Trust is like a savings account — it takes time to build up, but you can blow through it in minutes. I learned this the hard way when I watched a company I worked for announce "we're all family here" on Monday, then lay off 30% of employees on Friday. The damage wasn't just financial — it was emotional.
If your team's rolling their eyes at corporate messages or treating announcements like spin, you're dealing with a trust deficit. Here's how to start rebuilding.
Stop the corporate speak
Your employees aren't stupid. When you say "rightsizing" instead of "layoffs" or call forced office returns a "collaboration opportunity," you're making things worse. People see through the fancy words to the hard reality underneath.
Instead, try being direct. "We need to cut costs, and that means some people will lose their jobs." It sounds harsh, but honesty builds more trust than sugar-coating ever will.
Own your mistakes
The fastest way to lose credibility is pretending everything's fine when it clearly isn't. If you've broken promises or made bad calls, say so. Leaders who admit they screwed up actually gain respect, not lose it.
A CEO I knew once told his team, "I pushed for this office mandate without really listening to your concerns. That was my mistake, and I want to fix it." His approval ratings went up, not down.
Show, don't just tell
Actions matter more than words. If you're asking people to come back to the office, make sure the office is worth coming to. If you're cutting budgets, start with executive perks, not employee benefits.

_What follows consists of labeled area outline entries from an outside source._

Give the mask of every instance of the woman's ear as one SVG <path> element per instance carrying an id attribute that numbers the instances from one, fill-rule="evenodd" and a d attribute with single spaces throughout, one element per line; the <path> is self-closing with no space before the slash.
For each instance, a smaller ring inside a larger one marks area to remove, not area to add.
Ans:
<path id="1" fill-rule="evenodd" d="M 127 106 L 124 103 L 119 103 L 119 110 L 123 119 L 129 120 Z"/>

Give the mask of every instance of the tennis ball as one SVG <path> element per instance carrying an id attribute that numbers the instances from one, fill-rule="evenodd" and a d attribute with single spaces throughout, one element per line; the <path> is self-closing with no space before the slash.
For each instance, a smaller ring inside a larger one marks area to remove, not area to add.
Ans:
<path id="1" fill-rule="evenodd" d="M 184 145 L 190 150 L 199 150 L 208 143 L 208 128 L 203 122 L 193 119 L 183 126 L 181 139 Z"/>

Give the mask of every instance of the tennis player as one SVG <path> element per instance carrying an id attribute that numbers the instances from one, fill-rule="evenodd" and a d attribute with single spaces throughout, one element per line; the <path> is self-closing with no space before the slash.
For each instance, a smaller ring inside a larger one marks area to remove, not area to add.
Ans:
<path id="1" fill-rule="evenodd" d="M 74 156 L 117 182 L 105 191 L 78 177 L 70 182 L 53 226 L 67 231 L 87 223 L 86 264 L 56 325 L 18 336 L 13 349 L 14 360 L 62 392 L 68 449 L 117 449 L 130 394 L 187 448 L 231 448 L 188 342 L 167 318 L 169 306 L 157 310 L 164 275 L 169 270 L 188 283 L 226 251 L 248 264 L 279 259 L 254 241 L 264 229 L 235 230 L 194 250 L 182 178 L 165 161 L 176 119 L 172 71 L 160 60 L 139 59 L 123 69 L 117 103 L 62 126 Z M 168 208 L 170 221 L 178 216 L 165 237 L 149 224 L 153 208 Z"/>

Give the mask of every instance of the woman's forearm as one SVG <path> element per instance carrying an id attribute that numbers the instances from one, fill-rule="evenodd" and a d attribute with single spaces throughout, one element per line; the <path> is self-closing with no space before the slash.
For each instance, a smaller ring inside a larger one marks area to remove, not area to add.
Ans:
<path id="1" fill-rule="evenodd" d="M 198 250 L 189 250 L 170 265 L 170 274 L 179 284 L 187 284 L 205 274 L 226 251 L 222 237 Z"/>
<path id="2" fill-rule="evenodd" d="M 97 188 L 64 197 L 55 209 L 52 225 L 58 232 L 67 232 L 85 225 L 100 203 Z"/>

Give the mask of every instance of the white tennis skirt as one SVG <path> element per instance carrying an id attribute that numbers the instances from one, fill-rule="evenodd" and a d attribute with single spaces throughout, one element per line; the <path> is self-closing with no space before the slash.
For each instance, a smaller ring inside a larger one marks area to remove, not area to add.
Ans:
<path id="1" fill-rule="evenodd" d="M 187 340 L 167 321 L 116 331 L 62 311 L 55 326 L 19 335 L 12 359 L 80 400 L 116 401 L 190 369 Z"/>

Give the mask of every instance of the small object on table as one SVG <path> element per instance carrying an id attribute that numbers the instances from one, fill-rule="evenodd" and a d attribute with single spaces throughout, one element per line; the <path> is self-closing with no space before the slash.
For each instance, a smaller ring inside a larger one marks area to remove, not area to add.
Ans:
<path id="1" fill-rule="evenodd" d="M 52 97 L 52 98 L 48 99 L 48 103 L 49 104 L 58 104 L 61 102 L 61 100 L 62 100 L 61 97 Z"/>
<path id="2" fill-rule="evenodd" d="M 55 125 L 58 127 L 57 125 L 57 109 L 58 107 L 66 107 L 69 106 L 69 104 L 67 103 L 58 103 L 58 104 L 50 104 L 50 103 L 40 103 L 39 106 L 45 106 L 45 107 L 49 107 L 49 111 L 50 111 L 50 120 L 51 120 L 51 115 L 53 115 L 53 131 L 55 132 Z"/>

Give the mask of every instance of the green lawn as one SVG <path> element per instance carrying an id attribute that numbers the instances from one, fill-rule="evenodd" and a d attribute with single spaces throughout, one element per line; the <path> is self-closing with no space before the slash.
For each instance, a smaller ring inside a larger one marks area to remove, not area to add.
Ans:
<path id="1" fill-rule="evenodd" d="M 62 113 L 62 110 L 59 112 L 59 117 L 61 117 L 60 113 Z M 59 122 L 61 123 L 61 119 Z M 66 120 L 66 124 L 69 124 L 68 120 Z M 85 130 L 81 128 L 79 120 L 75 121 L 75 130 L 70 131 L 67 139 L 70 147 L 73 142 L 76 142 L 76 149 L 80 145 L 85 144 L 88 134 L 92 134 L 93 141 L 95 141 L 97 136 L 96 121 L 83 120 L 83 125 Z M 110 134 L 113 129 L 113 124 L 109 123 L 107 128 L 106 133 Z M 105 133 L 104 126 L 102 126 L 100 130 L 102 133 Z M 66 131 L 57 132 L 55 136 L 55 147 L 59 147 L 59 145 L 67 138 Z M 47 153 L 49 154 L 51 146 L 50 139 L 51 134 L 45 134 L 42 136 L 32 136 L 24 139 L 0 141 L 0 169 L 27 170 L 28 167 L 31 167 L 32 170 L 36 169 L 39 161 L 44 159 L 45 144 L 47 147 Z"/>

One company I know froze executive bonuses before touching employee healthcare. That single move did more for morale than months of town halls could.
Be consistent
Mixed messages kill trust faster than bad news. If safety matters, don't pack people into cramped conference rooms. If innovation's important, don't slash the training budget. Your choices show what you really value.
Listen — really listen
Create spaces where people can share honest feedback without fear. Anonymous surveys are fine, but face-to-face conversations work better. When someone raises a concern, don't explain it away — explore it.
Give it time
Trust doesn't come back overnight. You'll need to prove yourself through consistent actions over months, not weeks. Some people might never trust you again, and that's their right.
The good news? Most people want to trust their leaders. They're rooting for you to get it right. But they need to see real change, not just hear promises.
Building trust is hard work, but it's the most important work you'll do as a leader. Your team's watching — make sure what they see matches what they hear.